DaCorsiOnline55
Gestione dei conflitti in classe: un approccio pratico dal coaching - coach educativo
Il conflitto in classe non è sinonimo di fallimento; è un'informazione preziosa su bisogni non soddisfatti, confini sfumati o competenze socioemotive ancora in sviluppo. Guardarlo da un approccio pratico ispirato al coaching implica passare dal "spegnere incendi" al facilitare processi di presa di consapevolezza, responsabilità e azione. Invece di etichettare i comportamenti, cerchiamo di comprendere cosa li origina e come trasformarli con domande, accordi e pratiche concrete.
I conflitti più frequenti includono spesso interruzioni continue, rivalità tra compagni, uso inappropriato del linguaggio o sfida all'autorità. La chiave è differenziare tra il problema (il comportamento osservabile) e la persona (l'identità dello studente). Questa distinzione permette di intervenire con fermezza e rispetto, curando la relazione e orientando al cambiamento sostenibile.

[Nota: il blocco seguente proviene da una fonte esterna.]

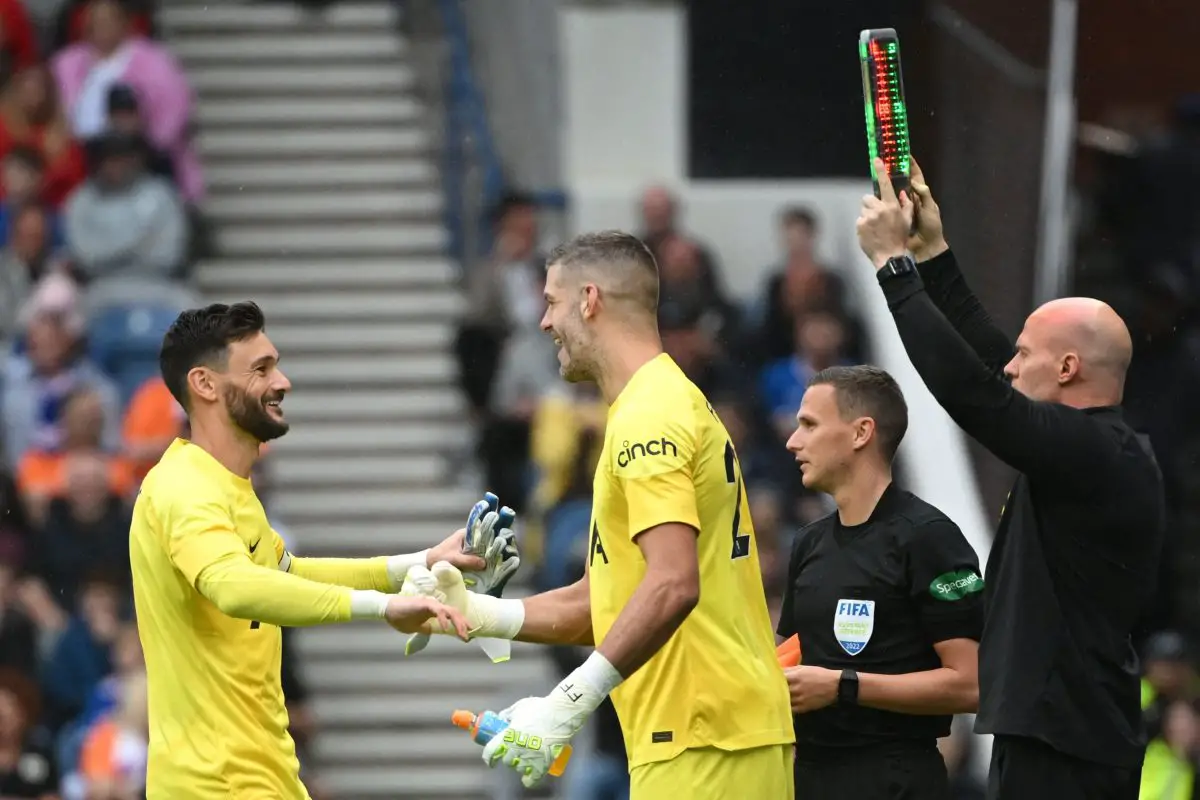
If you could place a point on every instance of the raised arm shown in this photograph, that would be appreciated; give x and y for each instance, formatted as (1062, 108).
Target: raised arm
(946, 284)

Il coaching educativo non intende "psicologizzare" tutto, ma offrire strumenti di comunicazione e accompagnamento che potenzino l'autonomia degli alunni e la chiarezza dell'insegnante. Alcuni principi guidano l'intervento:
La prevenzione inizia con un contratto di classe cocreato, breve e visibile, che traduca i valori in comportamenti. Inoltre, stabilisce rituali di inizio e chiusura della lezione, indica ruoli (leader del silenzio, responsabile del materiale) e allena abilità come chiedere la parola o dissentire con rispetto.
Nel momento critico conta regolare la propria emozione, descrivere i fatti senza giudizi e scegliere un'intervento proporzionato. L'obiettivo è contenere, chiarire e incanalare senza umiliare né perdere tempo di apprendimento.
Una breve conversazione di coaching e un piano di miglioramento concreto consolidano l'apprendimento. Registrare quanto accaduto aiuta a individuare pattern e aggiustare le strategie.
Ascoltare non significa cedere; è mostrare che l'altra persona conta. Validare le emozioni (“Capisco che tu ti senta frustrato”) senza convalidare comportamenti inappropriati riduce la difensività e apre spazio agli accordi.
Formulano possibilità senza incolpare. Alcune utili:
Il feedback descrive fatti ed effetti; il feedforward propone alternative future. Formula breve: “Quando X (comportamento), accade Y (impatto). La prossima volta prova Z (alternativa)”.
Offre livelli di scelta e responsabilità. Per esempio: “Puoi lavorare qui in silenzio, spostarti al tavolo di concentrazione o prenderti 3 minuti di pausa consapevole. Cosa scegli ora per apprendere meglio?”
Docente: “Ho notato che parlavi mentre altri presentavano. Cosa stava succedendo per te?”
Studente: “Mi sono annoiato e volevo finire”.
Docente: “Avevi bisogno di ritmo. Cosa potresti fare la prossima volta per prenderti cura di te senza influenzare gli altri?”
Studente: “Chiedere un minuto di pausa o annotare i dubbi sul mio quaderno”.
Docente: “Perfetto. Lo proviamo oggi e lo rivediamo alla fine. Da 1 a 10, quale impegno assumi?”
Mantieni 5-7 accordi comportamentali scritti in positivo e rivisti quindicinalmente. Invita esempi di “come si vede” ciascun accordo in azione.
Integra un vocabolario emotivo di base e routine di riparazione (scusa, restituzione, proposta di miglioramento). Praticarlo quando non c'è conflitto lo rende disponibile quando si presenta.
Riconosci i comportamenti allineati alla regola con descrizioni concrete: “Mi è piaciuto come hai aspettato il tuo turno e guardato chi parlava”. Questo modella e moltiplica il comportamento atteso.
Usa un foglio di controllo con data, tipo di incidente, intervento applicato e risultato. Rivedi ogni due settimane per aggiustare strategie o intensificare i supporti.
Più modellamento, giochi di ruolo e segnali visivi. Frasi brevi, conseguenze immediate e molto rinforzo dei micro-traguardi.
Maggiore coinvolgimento nella definizione delle regole, analisi di casi e obiettivi personali. Integra spazi di riflessione breve per iscritto.
Accordi chiari su microfoni, chat e turni. Usa stanze piccole con ruoli definiti e un tempo di debrief al ritorno nel gruppo generale.
Gestire i conflitti dal coaching non è una tecnica isolata, ma un modo di essere in classe: curioso, chiaro e orientato alla crescita. Inizia con un accordo concreto questa settimana, pratica due domande potenti e registra un dato semplice per lezione. In poche settimane noterai conversazioni più adulte, scelte più responsabili e un clima che favorisce l'apprendimento e il benessere di tutti.